In the ColecoVision adaptation, the Alphamonster and sidekicks are unable to eat apples, making them easier to crush, but the blue monsters eat the shrubbery and cherries. Also, if an Alphamonster is over a letter that has already been acquired, the dinosaur monsters just freeze for a few seconds.

==Reception==

In Japan, Mr. Do! was one of the top ten highest-grossing arcade games of 1982, on the annual Game Machine chart. Game Machine later listed Mr. Do! on their June 15, 1983 issue as being the 21st highest-earning table arcade cabinet of the month.

The arcade game was also a commercial success in North America, where it became the best-selling conversion kit up until 1984, selling approximately 30,000 arcade units in the United States. On the Play Meter arcade charts, it topped the street locations chart in May 1983. On the RePlay arcade charts, it topped the software conversion kit charts for five months in 1983, in June and then from August through November. It was among the thirteen highest-earning arcade games of 1983 in the United States, according to the Amusement & Music Operators Association (AMOA).

Computer and Video Games magazine gave the arcade original a positive review, stating that it "takes the best from" Dig Dug and said that improves on it. Computer and Video Games later rated the ColecoVision version 81% and Atari VCS version 77% in 1989. Computer Games magazine gave the ColecoVision and Coleco Adam conversions a B+ rating in 1985.

Famicom Tsūshin awarded the Super Famicom version of the game 25 out of 40. The four reviewers of Electronic Gaming Monthly gave it 4.875 out of 10. All but Dan Hsu felt that Mr. Do! has fun gameplay, but they criticized the lack of enhancements to what was by then over a decade old game, and recommended that players only get it if it were released at significantly less than the normal retail price for an SNES cartridge. Their later feature on 16-bit games reported that, contrary to their hopes, the game was priced at over $50. In 1995, Flux magazine ranked the arcade version 67th on their "Top 100 Video Games" list.

==Legacy==
Mr. Do! was followed by three sequels: Mr. Do's Castle in 1983, Mr. Do's Wild Ride, and Do! Run Run both in 1984. An expanded 99-level version of Mr. Do! was released in arcades by Electrocoin in 1988.

Neo Mr. Do!, was developed by Visco and licensed by Universal for SNK's Neo Geo system in 1997. Mr. Do! was adapted to Nintendo's Game Boy and Super NES with some new gameplay features. A rebranded adaptation of the game was released for the Game Boy Color in 1999 as Quest: Fantasy Challenge (Holy Magic Century in Europe). It was developed by Imagineer.

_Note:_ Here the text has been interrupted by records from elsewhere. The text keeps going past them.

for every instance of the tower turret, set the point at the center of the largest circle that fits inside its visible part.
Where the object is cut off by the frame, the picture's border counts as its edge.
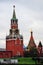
(14, 20)
(14, 41)
(31, 42)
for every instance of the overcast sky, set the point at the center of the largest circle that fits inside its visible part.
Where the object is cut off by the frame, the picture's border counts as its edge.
(30, 17)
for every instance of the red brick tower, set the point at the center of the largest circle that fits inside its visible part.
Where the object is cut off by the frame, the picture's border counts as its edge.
(14, 41)
(31, 42)
(40, 48)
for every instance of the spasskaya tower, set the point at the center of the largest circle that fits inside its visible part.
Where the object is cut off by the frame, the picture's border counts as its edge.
(14, 41)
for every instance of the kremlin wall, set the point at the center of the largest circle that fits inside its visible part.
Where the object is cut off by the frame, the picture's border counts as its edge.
(14, 41)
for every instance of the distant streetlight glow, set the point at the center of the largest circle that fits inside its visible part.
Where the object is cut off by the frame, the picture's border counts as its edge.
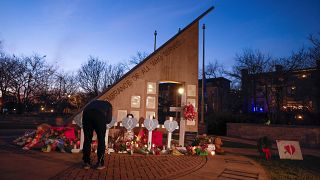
(180, 90)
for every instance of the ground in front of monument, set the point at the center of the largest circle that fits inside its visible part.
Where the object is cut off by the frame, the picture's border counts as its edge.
(241, 161)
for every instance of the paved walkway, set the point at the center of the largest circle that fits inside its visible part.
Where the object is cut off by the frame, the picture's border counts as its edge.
(20, 164)
(244, 151)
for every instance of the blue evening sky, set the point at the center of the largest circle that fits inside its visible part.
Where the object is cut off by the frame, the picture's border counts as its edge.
(68, 31)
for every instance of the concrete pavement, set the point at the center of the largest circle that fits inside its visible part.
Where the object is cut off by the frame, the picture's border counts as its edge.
(19, 164)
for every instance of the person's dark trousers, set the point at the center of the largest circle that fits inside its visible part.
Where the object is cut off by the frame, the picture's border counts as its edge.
(100, 128)
(92, 121)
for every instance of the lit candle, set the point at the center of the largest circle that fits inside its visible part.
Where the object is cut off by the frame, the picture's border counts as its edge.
(212, 153)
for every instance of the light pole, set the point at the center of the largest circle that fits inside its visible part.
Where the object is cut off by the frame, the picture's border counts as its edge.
(203, 75)
(180, 92)
(155, 40)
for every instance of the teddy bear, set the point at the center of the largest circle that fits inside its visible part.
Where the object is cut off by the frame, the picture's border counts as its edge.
(218, 143)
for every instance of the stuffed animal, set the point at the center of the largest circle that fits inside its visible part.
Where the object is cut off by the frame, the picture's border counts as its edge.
(218, 143)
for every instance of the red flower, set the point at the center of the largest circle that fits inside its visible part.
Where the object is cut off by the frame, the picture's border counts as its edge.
(189, 112)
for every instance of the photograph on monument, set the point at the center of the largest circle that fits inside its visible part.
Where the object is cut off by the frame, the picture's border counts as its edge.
(135, 114)
(135, 101)
(121, 114)
(151, 102)
(151, 88)
(150, 113)
(191, 90)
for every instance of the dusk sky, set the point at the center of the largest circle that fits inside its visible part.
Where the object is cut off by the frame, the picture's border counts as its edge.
(69, 31)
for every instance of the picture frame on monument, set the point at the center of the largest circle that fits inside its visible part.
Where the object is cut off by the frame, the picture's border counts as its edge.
(135, 101)
(121, 114)
(151, 88)
(135, 114)
(191, 90)
(150, 113)
(151, 102)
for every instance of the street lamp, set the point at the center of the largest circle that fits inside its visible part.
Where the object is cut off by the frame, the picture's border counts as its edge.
(180, 92)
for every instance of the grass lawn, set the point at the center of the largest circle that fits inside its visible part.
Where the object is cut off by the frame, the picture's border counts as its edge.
(308, 168)
(238, 145)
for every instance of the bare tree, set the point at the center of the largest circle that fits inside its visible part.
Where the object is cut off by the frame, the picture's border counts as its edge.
(315, 48)
(29, 77)
(112, 74)
(91, 74)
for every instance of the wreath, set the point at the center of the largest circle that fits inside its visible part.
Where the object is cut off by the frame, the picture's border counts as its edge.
(189, 112)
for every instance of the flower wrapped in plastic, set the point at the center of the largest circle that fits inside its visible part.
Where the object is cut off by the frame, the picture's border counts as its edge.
(189, 112)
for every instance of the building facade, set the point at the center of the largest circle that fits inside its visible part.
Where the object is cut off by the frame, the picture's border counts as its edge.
(281, 90)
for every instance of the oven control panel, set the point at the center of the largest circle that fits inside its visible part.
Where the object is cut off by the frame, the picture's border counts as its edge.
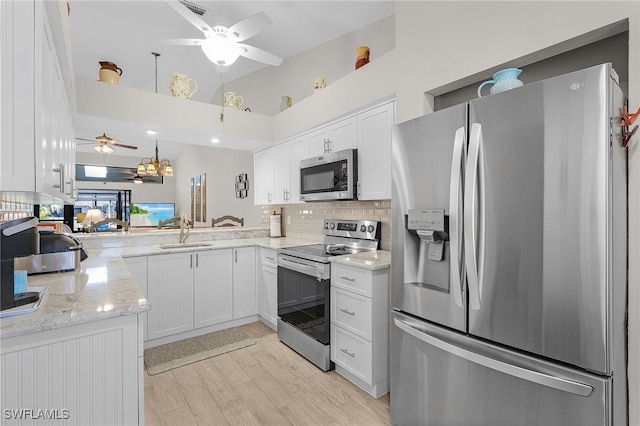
(363, 229)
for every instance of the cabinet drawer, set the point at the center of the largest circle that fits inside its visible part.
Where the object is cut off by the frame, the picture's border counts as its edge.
(353, 279)
(268, 257)
(352, 312)
(352, 353)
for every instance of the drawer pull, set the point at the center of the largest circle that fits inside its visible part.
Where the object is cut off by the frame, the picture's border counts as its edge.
(352, 355)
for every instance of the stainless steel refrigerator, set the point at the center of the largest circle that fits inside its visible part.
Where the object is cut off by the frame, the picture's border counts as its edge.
(509, 259)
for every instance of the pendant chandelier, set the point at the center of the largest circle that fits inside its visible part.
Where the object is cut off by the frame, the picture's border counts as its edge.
(154, 166)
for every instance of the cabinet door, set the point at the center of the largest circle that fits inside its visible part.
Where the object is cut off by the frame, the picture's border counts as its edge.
(343, 135)
(270, 301)
(170, 287)
(212, 288)
(317, 142)
(138, 268)
(263, 177)
(281, 167)
(244, 282)
(374, 152)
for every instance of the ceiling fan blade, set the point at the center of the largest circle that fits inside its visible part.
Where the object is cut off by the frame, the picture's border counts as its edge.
(186, 41)
(193, 19)
(248, 27)
(121, 145)
(259, 55)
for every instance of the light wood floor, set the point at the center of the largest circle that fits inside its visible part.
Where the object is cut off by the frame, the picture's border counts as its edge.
(263, 384)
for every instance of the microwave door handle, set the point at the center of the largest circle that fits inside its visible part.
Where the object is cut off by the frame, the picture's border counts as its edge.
(457, 272)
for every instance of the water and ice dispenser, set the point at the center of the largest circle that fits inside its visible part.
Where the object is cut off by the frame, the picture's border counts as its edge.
(427, 248)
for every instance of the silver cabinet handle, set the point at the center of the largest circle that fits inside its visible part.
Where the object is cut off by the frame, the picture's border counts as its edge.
(457, 272)
(559, 383)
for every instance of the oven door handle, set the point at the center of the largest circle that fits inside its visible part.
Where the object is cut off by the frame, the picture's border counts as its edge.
(299, 267)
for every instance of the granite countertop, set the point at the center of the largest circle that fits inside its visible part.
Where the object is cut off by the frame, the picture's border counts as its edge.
(102, 288)
(372, 260)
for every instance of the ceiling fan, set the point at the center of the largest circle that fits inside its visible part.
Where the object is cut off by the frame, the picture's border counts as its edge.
(221, 44)
(105, 144)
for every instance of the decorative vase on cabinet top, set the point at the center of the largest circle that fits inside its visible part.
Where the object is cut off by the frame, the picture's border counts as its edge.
(363, 56)
(109, 72)
(506, 79)
(180, 86)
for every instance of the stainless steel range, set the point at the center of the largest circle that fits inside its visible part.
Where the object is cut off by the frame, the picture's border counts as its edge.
(304, 277)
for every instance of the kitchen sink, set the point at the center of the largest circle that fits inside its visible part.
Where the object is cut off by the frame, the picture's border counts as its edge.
(185, 245)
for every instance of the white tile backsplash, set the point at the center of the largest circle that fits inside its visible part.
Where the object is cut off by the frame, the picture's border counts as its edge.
(306, 219)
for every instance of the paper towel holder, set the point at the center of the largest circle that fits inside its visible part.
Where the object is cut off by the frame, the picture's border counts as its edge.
(276, 226)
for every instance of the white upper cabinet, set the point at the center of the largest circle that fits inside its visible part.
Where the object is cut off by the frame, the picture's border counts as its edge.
(281, 184)
(374, 152)
(38, 140)
(277, 169)
(333, 137)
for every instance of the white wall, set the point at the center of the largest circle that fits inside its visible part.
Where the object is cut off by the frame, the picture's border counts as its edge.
(263, 89)
(145, 193)
(221, 167)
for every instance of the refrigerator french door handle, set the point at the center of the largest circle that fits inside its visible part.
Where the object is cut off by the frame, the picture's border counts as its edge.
(472, 235)
(455, 218)
(562, 384)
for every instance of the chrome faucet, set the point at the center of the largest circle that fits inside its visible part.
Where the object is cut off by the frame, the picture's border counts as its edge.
(184, 228)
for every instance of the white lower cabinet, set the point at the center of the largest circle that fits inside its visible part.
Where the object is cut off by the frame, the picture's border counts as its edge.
(138, 268)
(192, 290)
(245, 301)
(267, 282)
(212, 288)
(360, 326)
(170, 293)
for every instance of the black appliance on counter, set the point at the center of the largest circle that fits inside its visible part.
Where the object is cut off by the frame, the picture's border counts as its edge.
(17, 238)
(304, 278)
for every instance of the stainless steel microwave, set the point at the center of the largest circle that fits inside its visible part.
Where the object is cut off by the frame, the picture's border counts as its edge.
(332, 176)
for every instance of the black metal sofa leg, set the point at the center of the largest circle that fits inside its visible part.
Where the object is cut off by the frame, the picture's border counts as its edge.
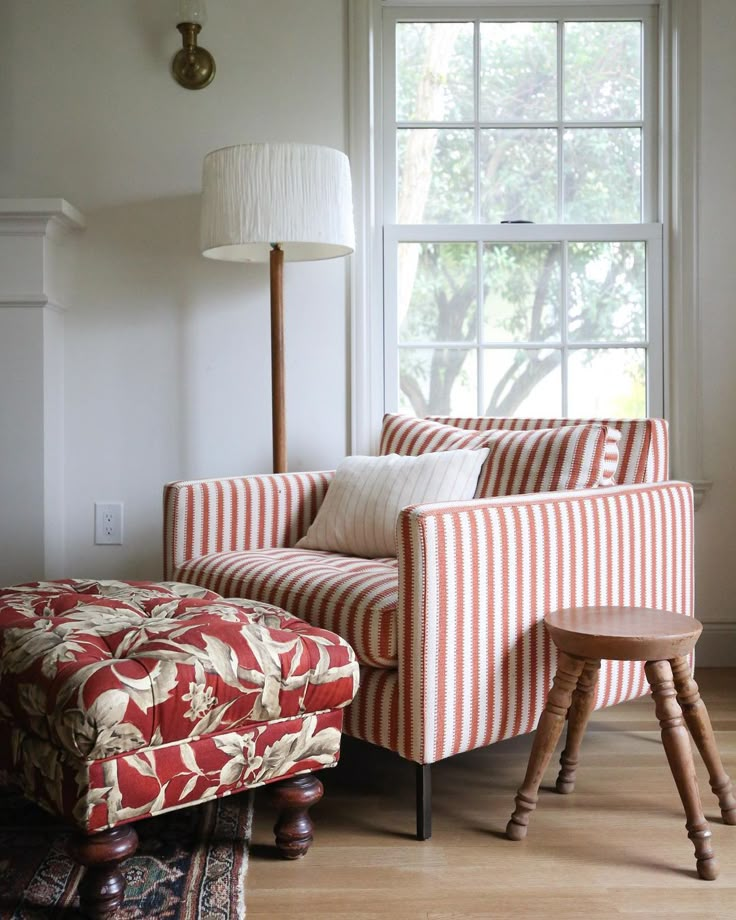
(424, 800)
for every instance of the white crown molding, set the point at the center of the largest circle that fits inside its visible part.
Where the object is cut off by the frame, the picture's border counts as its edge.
(37, 216)
(30, 300)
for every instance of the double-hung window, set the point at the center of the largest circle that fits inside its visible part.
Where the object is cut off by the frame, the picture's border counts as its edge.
(522, 233)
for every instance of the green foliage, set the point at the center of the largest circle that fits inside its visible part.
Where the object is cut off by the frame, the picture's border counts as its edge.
(516, 177)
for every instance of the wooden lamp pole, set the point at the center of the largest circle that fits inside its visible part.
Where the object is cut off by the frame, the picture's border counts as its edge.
(278, 400)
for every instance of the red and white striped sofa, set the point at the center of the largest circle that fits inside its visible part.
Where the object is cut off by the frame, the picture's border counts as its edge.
(449, 634)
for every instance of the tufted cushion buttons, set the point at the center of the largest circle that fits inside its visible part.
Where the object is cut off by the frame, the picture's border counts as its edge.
(100, 668)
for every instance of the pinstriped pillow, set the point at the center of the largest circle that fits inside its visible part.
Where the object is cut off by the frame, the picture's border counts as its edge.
(359, 512)
(520, 461)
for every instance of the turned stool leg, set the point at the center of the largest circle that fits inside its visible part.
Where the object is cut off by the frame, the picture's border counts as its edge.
(583, 700)
(102, 888)
(676, 743)
(293, 829)
(698, 721)
(548, 733)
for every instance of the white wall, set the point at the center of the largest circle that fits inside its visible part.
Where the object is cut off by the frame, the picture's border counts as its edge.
(166, 353)
(716, 520)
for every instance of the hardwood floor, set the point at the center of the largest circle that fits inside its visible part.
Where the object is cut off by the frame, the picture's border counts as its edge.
(616, 847)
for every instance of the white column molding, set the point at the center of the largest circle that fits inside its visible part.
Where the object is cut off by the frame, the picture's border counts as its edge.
(31, 388)
(681, 75)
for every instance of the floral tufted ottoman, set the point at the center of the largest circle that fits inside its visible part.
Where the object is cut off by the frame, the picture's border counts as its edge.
(119, 701)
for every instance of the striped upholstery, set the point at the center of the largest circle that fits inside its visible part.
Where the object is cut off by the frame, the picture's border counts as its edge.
(244, 512)
(461, 659)
(520, 461)
(467, 678)
(644, 447)
(356, 598)
(374, 715)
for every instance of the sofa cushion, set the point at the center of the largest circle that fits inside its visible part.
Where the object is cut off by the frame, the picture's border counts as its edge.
(541, 460)
(363, 501)
(100, 668)
(356, 598)
(643, 450)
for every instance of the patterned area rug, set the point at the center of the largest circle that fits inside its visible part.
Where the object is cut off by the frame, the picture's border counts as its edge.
(190, 864)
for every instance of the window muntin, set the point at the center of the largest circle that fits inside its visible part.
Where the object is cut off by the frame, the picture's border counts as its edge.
(512, 118)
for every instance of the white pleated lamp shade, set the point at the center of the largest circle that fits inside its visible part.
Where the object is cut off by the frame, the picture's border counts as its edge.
(257, 195)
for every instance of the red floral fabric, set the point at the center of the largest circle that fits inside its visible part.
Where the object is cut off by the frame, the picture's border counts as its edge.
(121, 700)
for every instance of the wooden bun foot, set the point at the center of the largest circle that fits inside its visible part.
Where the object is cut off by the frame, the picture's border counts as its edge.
(102, 888)
(293, 828)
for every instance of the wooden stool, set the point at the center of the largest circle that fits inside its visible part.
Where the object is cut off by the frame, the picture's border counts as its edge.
(662, 639)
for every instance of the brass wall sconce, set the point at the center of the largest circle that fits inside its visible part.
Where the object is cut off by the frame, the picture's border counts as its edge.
(193, 67)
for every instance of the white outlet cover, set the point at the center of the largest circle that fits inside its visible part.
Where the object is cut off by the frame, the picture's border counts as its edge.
(109, 523)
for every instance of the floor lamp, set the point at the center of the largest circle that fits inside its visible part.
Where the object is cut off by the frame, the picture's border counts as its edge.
(276, 203)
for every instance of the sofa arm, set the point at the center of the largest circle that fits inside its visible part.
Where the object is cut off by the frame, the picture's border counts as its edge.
(239, 513)
(476, 578)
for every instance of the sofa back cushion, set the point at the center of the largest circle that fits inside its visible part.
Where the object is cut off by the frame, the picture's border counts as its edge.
(537, 460)
(362, 505)
(643, 448)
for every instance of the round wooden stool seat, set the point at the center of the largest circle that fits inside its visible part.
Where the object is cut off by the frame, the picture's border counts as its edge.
(623, 633)
(663, 641)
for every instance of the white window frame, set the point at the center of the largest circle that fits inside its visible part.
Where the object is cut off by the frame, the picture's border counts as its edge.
(678, 106)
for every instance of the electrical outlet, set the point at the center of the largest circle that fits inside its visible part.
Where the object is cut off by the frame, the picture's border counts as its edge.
(109, 522)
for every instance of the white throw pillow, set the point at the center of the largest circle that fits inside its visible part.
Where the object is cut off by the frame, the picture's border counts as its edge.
(358, 515)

The arcade version was released for the Wii Virtual Console by Hamster Corporation in Japan on April 27, 2010. The game was also released on the Taito Egret II's Arcade Memories Vol. 3 expansion pack on December 14, 2024, as one of 10 games available for the system via the SD card. It was made available on Antstream Arcade on November 6, 2025. Hamster Corporation released the game as part of their Arcade Archives series for the Nintendo Switch and PlayStation 4, as well as their Arcade Archives 2 series for the Nintendo Switch 2, PlayStation 5 and Xbox Series X/S in March 2026.

===Impact===
Mr. Do! is credited as the first arcade game to be released as a conversion kit. Multiple clones of Mr. Do! were released for home systems, including Magic Meanies (ZX Spectrum), Henri (Atari 8-bit), Fruity Frank (Amstrad CPC, MSX), Mr. Dig (TRS-80 Color Computer, Atari 8-bit), and Mr. Ee! (BBC Micro).

The game's creator Kazutoshi Ueda went on to work at Tehkan (now Tecmo) and then became a co-founder of Atlus, where he worked on the Megami Tensei series. Ueda's work at Universal, particularly Mr. Do!, inspired the game design style of Tehkan's Michitaka Tsuruta, who went on to create Guzzler (1983), Bomb Jack (1984), Solomon's Key (1986), and the Captain Tsubasa game series.